You can also swap in hashlib.sha256 or hashlib.sha512 for stronger hash algorithms. Some services (like Steam) use a different number of digits or a different time step; those are just parameters.

---

9. Building a Terminal Authenticator

Having the totp() function is useful, but to make it practical you need:

• A loop that refreshes every second.
• A visual timer showing when the current code expires.
• A table of multiple accounts.

The main loop only redraws when the 30-second window changes (avoiding flicker), and remaining_time = time_step - (current_time % time_step) drives a progress bar that counts down to the next rotation. The table uses Unicode box-drawing characters for a clean look in any modern terminal. Here’s the complete script:

Here’s the full script — a self-contained terminal authenticator with no TOTP library dependency:

#!/usr/bin/env python
import time
import hmac
import hashlib
import base64
import os
import shutil
from colorama import Fore, Style, init

# Initialize colorama
init()

tOTP_ART = f"""
{Fore.RED}▗ {Fore.GREEN}▄▖{Fore.YELLOW}▄▖{Fore.BLUE}▄▖{Style.RESET_ALL}
{Fore.MAGENTA}▜▘{Fore.CYAN}▌▌{Fore.RED}▐ {Fore.GREEN}▙▌{Style.RESET_ALL}
{Fore.YELLOW}▐▖{Fore.BLUE}▙▌{Fore.MAGENTA}▐ {Fore.CYAN}▌{Style.RESET_ALL}
"""

def totp(secret, time_step=30, digits=6, hash_algorithm=hashlib.sha1):
    """Generates a Time-based One-Time Password (TOTP)."""
    try:
        secret_bytes = base64.b32decode(secret, casefold=True)
    except base64.binascii.Error:
        raise ValueError("Invalid secret key. Must be base32 encoded.")

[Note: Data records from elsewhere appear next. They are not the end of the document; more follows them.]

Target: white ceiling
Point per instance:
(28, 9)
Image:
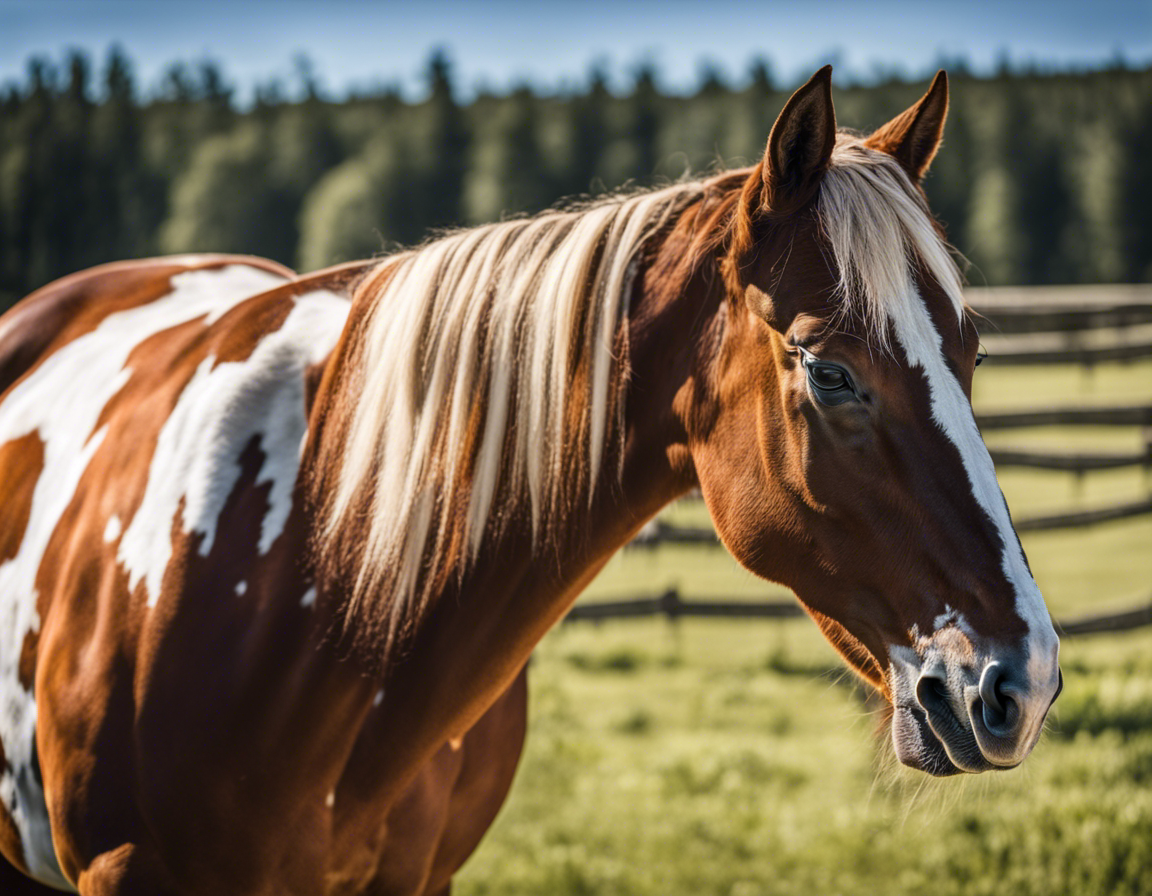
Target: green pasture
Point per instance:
(737, 757)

    current_time = int(time.time())
    counter = current_time // time_step
    counter_bytes = counter.to_bytes(8, byteorder='big')
    hmac_hash = hmac.new(secret_bytes, counter_bytes, hash_algorithm).digest()
    offset = hmac_hash[-1] & 0x0F
    truncated_hash = hmac_hash[offset:offset + 4]
    code = int.from_bytes(truncated_hash, byteorder='big') & 0x7FFFFFFF
    return str(code % (10 ** digits)).zfill(digits)

def print_progress_bar(remaining_time, total, length=40):
    """Prints a progress bar with remaining time."""
    progress = total - remaining_time
    percent = ("{0:.1f}").format(100 * (progress / float(total)))
    remaining_percent = ("{0:.1f}").format(100 - float(percent))
    filled_length = int(length * progress // total)
    remaining_bar = '█' * (length - filled_length) + '░' * filled_length
    print(f'{Fore.BLUE}Remaining: {remaining_bar} {remaining_percent}% {Fore.YELLOW}Time until next update: {remaining_time} seconds{Style.RESET_ALL}', end='\r')

def display_otp_table(secrets):
    """Displays the OTPs in a formatted table with ASCII borders."""
    max_service_len = max(len(secret[1]) for secret in secrets)
    service_width = min(max_service_len + 4, 34)

    top_border    = f"{Fore.BLUE}╔{'═' * (service_width + 2)}╦{'═' * 10}╗{Style.RESET_ALL}"
    header_div    = f"{Fore.BLUE}╠{'═' * (service_width + 2)}╬{'═' * 10}╣{Style.RESET_ALL}"
    row_divider   = f"{Fore.BLUE}╟{'─' * (service_width + 2)}╫{'─' * 10}╢{Style.RESET_ALL}"
    bottom_border = f"{Fore.BLUE}╚{'═' * (service_width + 2)}╩{'═' * 10}╝{Style.RESET_ALL}"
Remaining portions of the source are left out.